Comparative Example 17 100 parts of the resin binder (A-1) obtained in Example 1, cetyltrimethylammonium bromide (colorless positive charge control agent) 1
Parts and Kayaset Blue N 3 parts were used to obtain colored toner particles in the same manner as in Example 10 and evaluated in the same manner as in Example 1, and the results are shown in Table 5 below.

[Advantages of the Invention] The positively charged toner for electrophotography provided by the present invention has stable charging characteristics, has a small change in charge amount due to environmental changes, and has excellent electrophotographic characteristics.
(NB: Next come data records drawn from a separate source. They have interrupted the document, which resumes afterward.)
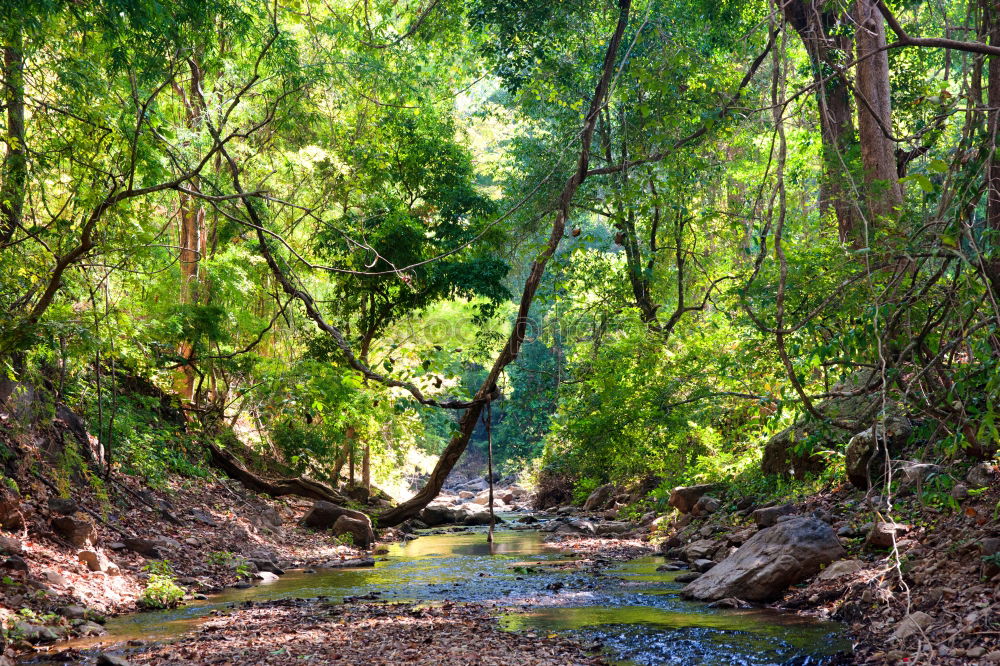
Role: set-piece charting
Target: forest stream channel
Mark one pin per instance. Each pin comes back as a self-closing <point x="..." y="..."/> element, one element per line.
<point x="632" y="610"/>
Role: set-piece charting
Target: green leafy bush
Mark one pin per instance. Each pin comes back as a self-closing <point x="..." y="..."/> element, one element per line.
<point x="162" y="591"/>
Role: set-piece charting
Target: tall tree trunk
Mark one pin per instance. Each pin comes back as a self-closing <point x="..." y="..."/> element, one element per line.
<point x="833" y="100"/>
<point x="15" y="165"/>
<point x="991" y="18"/>
<point x="193" y="236"/>
<point x="884" y="194"/>
<point x="488" y="389"/>
<point x="637" y="272"/>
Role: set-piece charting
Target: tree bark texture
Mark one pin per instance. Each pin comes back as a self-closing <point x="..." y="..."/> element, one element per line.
<point x="991" y="19"/>
<point x="14" y="176"/>
<point x="883" y="192"/>
<point x="813" y="24"/>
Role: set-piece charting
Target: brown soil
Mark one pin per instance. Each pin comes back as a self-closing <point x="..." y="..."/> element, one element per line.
<point x="195" y="549"/>
<point x="291" y="631"/>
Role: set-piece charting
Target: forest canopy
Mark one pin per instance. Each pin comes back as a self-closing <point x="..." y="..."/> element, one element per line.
<point x="644" y="237"/>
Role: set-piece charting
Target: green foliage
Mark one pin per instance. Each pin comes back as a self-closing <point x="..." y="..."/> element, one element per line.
<point x="162" y="591"/>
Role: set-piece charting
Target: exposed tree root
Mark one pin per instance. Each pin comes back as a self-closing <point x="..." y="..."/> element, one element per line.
<point x="301" y="486"/>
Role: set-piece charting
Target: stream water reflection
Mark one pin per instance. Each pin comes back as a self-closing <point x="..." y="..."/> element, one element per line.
<point x="631" y="609"/>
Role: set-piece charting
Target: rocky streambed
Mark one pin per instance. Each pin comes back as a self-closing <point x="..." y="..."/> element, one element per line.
<point x="521" y="583"/>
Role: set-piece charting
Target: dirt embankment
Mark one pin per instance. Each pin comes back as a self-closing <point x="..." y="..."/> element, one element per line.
<point x="916" y="580"/>
<point x="68" y="562"/>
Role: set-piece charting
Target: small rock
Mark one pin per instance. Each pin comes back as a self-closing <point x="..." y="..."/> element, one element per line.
<point x="768" y="516"/>
<point x="358" y="562"/>
<point x="15" y="563"/>
<point x="884" y="534"/>
<point x="981" y="475"/>
<point x="705" y="506"/>
<point x="91" y="629"/>
<point x="913" y="623"/>
<point x="35" y="633"/>
<point x="268" y="566"/>
<point x="271" y="518"/>
<point x="841" y="568"/>
<point x="700" y="550"/>
<point x="77" y="529"/>
<point x="204" y="517"/>
<point x="729" y="602"/>
<point x="73" y="612"/>
<point x="146" y="547"/>
<point x="10" y="545"/>
<point x="701" y="566"/>
<point x="683" y="498"/>
<point x="96" y="561"/>
<point x="64" y="506"/>
<point x="55" y="578"/>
Further, even in the case of mixing the binder and the positive charge control agent, the compatibility of a colorless or light-colored transparent state can be obtained, and when a color toner is formed, a colored toner having a clear color tone can be obtained.
It has an extremely excellent effect.

Claims (1)

(57) [Claims] 1. A resin binder comprising (A) a copolymer of styrene and / or α-methylstyrene and a (meth) acrylic acid alkyl ester, at least one resin selected from polyester resins and epoxy resins. , (B) The following formula In the formula, R ₁ is a hydrogen atom or a methyl group, and the repeating unit represented by 65 to 97% by weight and the following formula In the formula, R ₂ is a hydrogen atom or a methyl group, R ₃ is an alkylene group, and R ₄ , R ₅ and R ₆ are each an alkyl group. A quaternary ammonium salt group-containing copolymer having a weight average molecular weight in the range of 2,000 to 10,000, 1 to 10 parts by weight per 100 parts by weight of the resin binder, and (C) a colorant for electrophotography. Chargeable toner.